9.        See Martin v. Clevenger, 11 USPQ2d 1399, 1400 (Comm'r 1989), n. 1., which reads:

        There are two situations where PTO will not issue a patent to a winning party in an interference. First, if the interference involves a patent and an application, the board holds that the applicant is entitled to prevail, and the patentee seeks judicial review by civil action under 35 U.S.C. 146, a patent is not issued to the winning party. Monsanto Co. v. Kamp, 349 F.2d 389, 146 USPQ 431 (D.C. Cir. 1965). Second, if judicial review is sought in the U.S. Court of Appeals for the Federal Circuit under 35 U.S.C. 141, a patent is not issued to the winning party.

10.        See for example Wu v. Wang, 129 F.3d 1237; 1997 U.S. App. LEXIS 30581; 44 USPQ2d 1641 (Fed. Cir. 1997). The opinion identifies that Wu provoked the interference in its application 07/627,975. USPTO records show that application was filed December 17, 1990, and the opinion indicates that an APJ declared an interference on August 1, 1991, that a final hearing was held in the interference on November 17, 1995, a final judgement issued June 19, 1996, that an appeal to the to the Court of Appeals for the Federal Circuit (CAFC) was filed July 25, 1996, that Wu filed a civil action in the D.C.D.C. September 26, 1996, and dismissing the appeal in favor of the civil action. Subsequently, an appeal from the civil action was had to the CAFC, and a writ of certiari to the Supreme Court denied in 2000; see Wang v. Winner Int'l Royalty Corp., 530 U.S. 1238, 147 L. Ed. 2d 289, 120 S. Ct. 2679, 2000 U.S. LEXIS 4144, 68 U.S.L.W. 3756 (2000).

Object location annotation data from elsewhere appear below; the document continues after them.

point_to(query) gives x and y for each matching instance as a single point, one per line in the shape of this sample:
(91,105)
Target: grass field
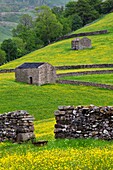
(60,53)
(95,78)
(42,101)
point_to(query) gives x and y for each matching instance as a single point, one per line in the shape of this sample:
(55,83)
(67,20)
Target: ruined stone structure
(79,44)
(16,126)
(36,73)
(84,122)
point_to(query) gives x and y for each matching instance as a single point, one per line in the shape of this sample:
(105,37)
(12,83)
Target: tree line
(49,24)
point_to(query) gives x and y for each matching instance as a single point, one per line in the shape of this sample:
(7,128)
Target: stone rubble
(16,126)
(84,122)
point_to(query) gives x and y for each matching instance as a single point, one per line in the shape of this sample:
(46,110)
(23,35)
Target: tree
(10,48)
(70,8)
(86,11)
(2,57)
(20,46)
(107,6)
(48,28)
(76,22)
(26,20)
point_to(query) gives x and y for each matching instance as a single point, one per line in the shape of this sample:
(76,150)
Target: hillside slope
(10,11)
(60,53)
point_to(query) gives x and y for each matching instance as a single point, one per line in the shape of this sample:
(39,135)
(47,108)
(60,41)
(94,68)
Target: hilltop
(10,12)
(60,53)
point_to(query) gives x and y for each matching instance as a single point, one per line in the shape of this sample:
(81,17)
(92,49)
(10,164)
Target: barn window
(30,80)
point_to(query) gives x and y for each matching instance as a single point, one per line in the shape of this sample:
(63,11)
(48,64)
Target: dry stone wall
(82,34)
(84,122)
(16,126)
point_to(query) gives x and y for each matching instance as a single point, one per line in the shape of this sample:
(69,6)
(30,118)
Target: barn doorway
(30,80)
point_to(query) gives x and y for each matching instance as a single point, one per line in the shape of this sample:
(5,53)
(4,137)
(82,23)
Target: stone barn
(36,73)
(79,44)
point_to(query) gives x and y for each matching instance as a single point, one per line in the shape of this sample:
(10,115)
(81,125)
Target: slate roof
(30,65)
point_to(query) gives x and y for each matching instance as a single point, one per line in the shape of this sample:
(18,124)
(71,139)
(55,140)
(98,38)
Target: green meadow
(95,78)
(60,53)
(42,101)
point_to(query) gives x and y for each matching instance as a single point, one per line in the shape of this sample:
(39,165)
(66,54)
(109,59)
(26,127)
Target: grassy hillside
(5,33)
(41,101)
(60,53)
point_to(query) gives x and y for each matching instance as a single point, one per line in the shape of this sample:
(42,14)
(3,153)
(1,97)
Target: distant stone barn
(79,44)
(36,73)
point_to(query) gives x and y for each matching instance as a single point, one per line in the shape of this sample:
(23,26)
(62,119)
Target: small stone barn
(79,44)
(36,73)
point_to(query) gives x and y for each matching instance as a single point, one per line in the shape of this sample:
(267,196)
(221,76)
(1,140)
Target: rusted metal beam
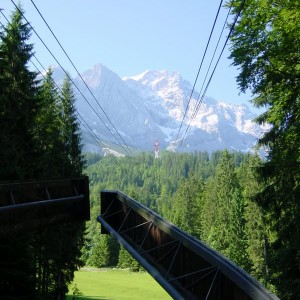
(183,265)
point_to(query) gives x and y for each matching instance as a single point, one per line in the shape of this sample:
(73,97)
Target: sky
(130,37)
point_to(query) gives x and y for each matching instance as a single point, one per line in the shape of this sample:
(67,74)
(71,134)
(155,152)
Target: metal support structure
(28,205)
(184,266)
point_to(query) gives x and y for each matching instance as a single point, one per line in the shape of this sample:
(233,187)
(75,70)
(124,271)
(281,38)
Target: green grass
(118,284)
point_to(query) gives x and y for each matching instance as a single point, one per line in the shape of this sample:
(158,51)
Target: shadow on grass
(87,298)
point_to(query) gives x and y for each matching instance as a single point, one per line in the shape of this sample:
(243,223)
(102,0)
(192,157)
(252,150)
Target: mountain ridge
(150,106)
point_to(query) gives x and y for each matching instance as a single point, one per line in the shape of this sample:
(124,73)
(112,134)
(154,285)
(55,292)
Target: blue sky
(132,36)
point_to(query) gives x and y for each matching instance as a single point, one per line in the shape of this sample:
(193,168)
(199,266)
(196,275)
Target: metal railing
(184,266)
(26,205)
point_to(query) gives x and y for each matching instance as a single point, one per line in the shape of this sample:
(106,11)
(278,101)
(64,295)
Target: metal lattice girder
(27,205)
(184,266)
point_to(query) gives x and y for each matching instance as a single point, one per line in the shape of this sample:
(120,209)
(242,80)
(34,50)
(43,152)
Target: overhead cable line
(207,44)
(211,61)
(89,131)
(83,122)
(212,74)
(121,138)
(66,73)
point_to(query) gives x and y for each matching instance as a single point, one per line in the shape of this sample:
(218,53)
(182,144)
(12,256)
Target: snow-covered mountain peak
(97,75)
(150,106)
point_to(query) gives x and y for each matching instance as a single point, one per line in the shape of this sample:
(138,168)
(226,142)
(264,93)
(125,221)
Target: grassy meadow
(118,284)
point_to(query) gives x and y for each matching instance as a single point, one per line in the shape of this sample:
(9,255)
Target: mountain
(151,105)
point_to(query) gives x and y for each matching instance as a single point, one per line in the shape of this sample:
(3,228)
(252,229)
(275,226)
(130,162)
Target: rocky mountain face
(150,107)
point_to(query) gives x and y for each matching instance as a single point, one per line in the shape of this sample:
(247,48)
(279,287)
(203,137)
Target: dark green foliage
(265,48)
(39,137)
(71,158)
(211,199)
(19,103)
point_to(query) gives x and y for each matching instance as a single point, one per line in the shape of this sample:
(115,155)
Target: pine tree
(47,130)
(265,48)
(19,103)
(223,213)
(73,160)
(19,106)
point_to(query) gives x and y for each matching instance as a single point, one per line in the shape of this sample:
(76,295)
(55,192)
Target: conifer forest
(244,205)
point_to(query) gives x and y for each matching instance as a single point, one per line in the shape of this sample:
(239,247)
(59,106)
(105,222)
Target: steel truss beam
(184,266)
(28,205)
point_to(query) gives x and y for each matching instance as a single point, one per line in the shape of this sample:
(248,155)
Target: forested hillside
(210,197)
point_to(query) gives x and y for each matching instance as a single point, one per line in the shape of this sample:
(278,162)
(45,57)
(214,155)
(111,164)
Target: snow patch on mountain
(150,106)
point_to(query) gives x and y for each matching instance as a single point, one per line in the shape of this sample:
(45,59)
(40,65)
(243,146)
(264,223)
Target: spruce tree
(47,130)
(265,48)
(73,160)
(19,106)
(19,103)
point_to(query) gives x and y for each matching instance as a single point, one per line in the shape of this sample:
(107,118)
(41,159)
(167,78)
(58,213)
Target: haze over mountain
(150,106)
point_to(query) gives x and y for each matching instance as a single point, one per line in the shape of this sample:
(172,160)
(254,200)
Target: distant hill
(151,105)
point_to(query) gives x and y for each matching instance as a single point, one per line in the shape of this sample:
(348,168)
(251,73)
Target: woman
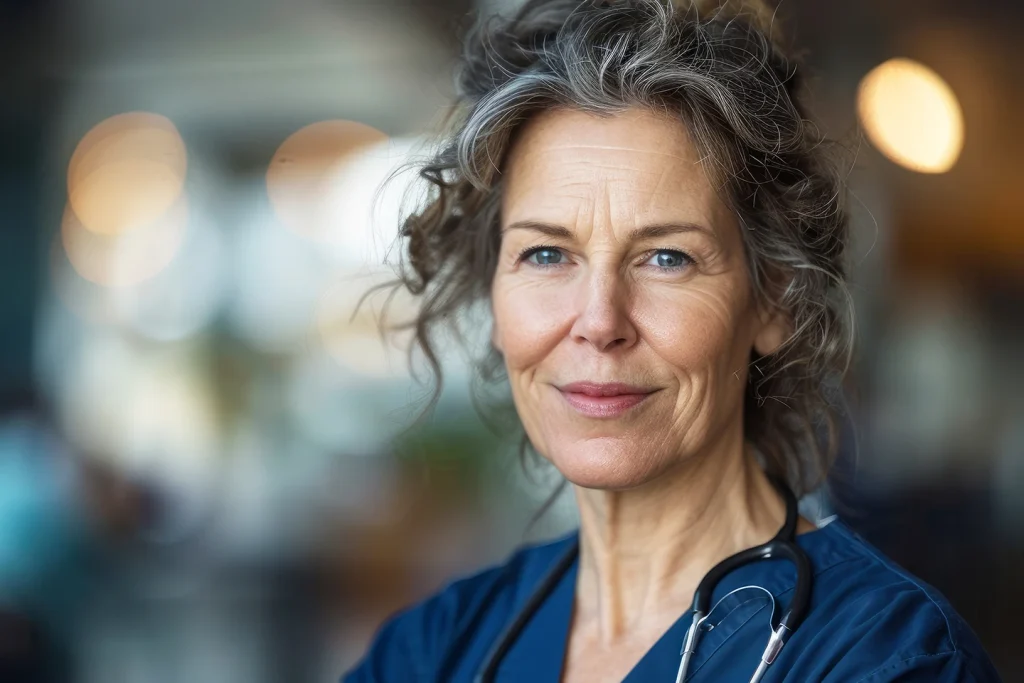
(635,189)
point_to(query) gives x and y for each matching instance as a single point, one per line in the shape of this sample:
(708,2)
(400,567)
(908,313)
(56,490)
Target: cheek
(694,329)
(529,319)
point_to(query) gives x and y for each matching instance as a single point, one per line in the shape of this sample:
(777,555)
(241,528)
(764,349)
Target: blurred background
(205,467)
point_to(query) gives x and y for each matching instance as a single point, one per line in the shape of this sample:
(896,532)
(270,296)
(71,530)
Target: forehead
(635,166)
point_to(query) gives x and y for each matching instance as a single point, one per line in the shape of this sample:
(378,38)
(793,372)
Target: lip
(603,400)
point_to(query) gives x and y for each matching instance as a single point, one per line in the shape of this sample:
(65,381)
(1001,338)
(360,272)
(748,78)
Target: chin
(604,464)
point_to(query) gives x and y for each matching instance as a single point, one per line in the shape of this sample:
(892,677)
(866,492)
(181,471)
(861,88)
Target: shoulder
(889,623)
(417,638)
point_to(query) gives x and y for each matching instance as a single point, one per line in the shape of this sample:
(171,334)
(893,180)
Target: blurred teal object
(36,515)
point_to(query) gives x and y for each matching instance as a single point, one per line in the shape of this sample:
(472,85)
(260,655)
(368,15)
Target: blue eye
(671,259)
(543,256)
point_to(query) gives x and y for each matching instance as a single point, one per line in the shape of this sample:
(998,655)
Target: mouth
(603,400)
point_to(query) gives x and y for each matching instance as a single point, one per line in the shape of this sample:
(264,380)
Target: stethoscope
(783,546)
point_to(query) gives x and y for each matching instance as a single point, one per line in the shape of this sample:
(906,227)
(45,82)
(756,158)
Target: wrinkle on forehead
(626,168)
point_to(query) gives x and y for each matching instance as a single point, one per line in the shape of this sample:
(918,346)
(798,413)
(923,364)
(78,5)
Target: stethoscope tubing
(782,546)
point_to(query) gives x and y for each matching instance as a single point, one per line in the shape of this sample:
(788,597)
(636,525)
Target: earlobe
(496,338)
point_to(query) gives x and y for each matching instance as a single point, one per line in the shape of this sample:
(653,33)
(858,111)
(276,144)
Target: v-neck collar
(539,653)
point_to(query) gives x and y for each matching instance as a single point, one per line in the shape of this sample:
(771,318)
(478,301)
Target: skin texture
(669,487)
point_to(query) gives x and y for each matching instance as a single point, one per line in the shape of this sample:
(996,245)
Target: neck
(643,551)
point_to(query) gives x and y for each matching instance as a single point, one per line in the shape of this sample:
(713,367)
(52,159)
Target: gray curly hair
(719,68)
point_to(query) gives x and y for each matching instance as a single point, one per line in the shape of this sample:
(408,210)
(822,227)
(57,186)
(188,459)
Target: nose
(603,313)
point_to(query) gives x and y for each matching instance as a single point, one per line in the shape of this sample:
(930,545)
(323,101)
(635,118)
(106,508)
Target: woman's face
(622,300)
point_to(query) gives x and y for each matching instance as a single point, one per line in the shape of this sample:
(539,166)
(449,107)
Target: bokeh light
(127,258)
(126,172)
(911,116)
(300,179)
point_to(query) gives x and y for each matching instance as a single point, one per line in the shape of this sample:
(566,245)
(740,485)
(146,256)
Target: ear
(774,329)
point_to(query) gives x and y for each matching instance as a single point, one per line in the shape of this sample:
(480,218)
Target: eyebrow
(644,232)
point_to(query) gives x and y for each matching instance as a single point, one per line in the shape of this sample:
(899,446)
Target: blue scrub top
(868,621)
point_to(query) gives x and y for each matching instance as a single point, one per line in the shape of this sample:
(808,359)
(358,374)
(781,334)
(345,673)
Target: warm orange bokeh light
(301,176)
(126,172)
(128,258)
(911,116)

11. 35 USC 102(g)(2) reads:

... or (2) before such person's invention thereof, the invention was made in this country by another inventor who had not abandoned, suppressed, or concealed it. In determining priority of invention under this subsection, there shall be considered not only the respective dates of conception and reduction to practice of the invention, but also the reasonable diligence of one who was first to conceive and last to reduce to practice, from a time prior to conception by the other. [Subsection (g) amended Nov. 29, 1999, Public Law 106-113, sec. 1000(a)(9), 113 Stat. 1501A-590 (S. 1948 sec. 4806).]